These are the inspiring words of Telecom Namibia's General Manager of Service Provisioning and Assurance, Chie Wasserfall, when she delivered a motivational talk to a group of female engineering students at the Polytechnic of Namibia in Windhoek on March 12.
A former senior lecturer of engineering at the Polytechnic of Namibia and one of the notable few successful female engineers in this male-dominated industry in Namibia, Wasserfall was invited as one of the guest speakers to mark the "Women in Engineering Day" hosted by the Polytechnic's School of Engineering yesterday.
Latest figures show that of the 847 professional engineers, corporate engineers, engineering technicians and their counterparts-in-training registered with the Engineering Council of Namibia as of 31 January 2009, only 11% of them are women.
With only a very few female engineers in the country, Wasserfall cautioned the budding female engineers that pursuing a career in this field is not easy, but possible with dedication and hard work.
"Let me assure you that once you step out and complete your degree, there will be a job. It all depends entirely on you. Increasing globalisation, new markets, and changing employment patterns also mean that an engineering career is now a truly international one," Wasserfall said.
She urged the students to defy all the stereotypical prejudices, biases and cultural viewpoints that portray women as being incapable of entering this male-dominated field of engineering.
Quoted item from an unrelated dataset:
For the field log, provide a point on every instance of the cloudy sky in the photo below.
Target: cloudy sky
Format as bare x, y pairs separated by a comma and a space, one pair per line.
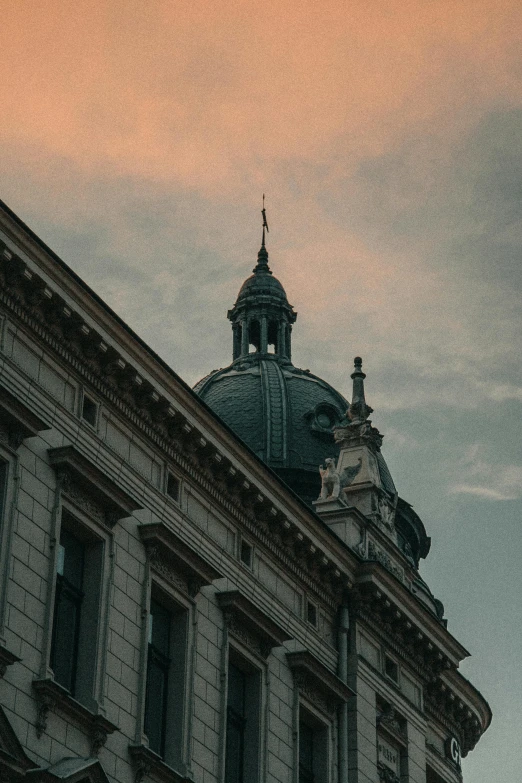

Wasserfall added that the ways in which to break this mould of being branded as "just a woman" is to use their inherent strengths and abilities by thinking "outside the box" as engineers.
"Stay being woman, don't try to be a man. The biggest mistake that a woman would do is to act what exactly stereotyping society expects us to do. However, never ever use your woman side to get want you want because in a male dominated environment, it just won't work," she said.
"In the end, it's women themselves who set boundaries on what they can achieve. As long as they dream and pursue, then they can attain anything they set out to accomplish. There are many advantages to being female engineers and scientists. Let's leverage them well."
The female engineering students were visibly spurred by Wasserfall's powerful talk and described it as inspiring and valuable.
"I believe there's no limit as to what we women engineers can do and I feel we can achieve greater things," said third-year B-Tech Electronics student Findano Shikonda.
"Out of a class of 30 engineering students we're only four girls! There are very few female students because they're afraid and think that engineering is difficult. But that isn't the case," added Peneyambeko Haifeke, a first-year engineering student.
The celebration of "Women in Engineering Day" was jointly organised by the Polytechnic of Namibia and Women in Engineering International to serve as a platform for networking, mentoring, boost self-confidence to overcome prejudice against women in engineering.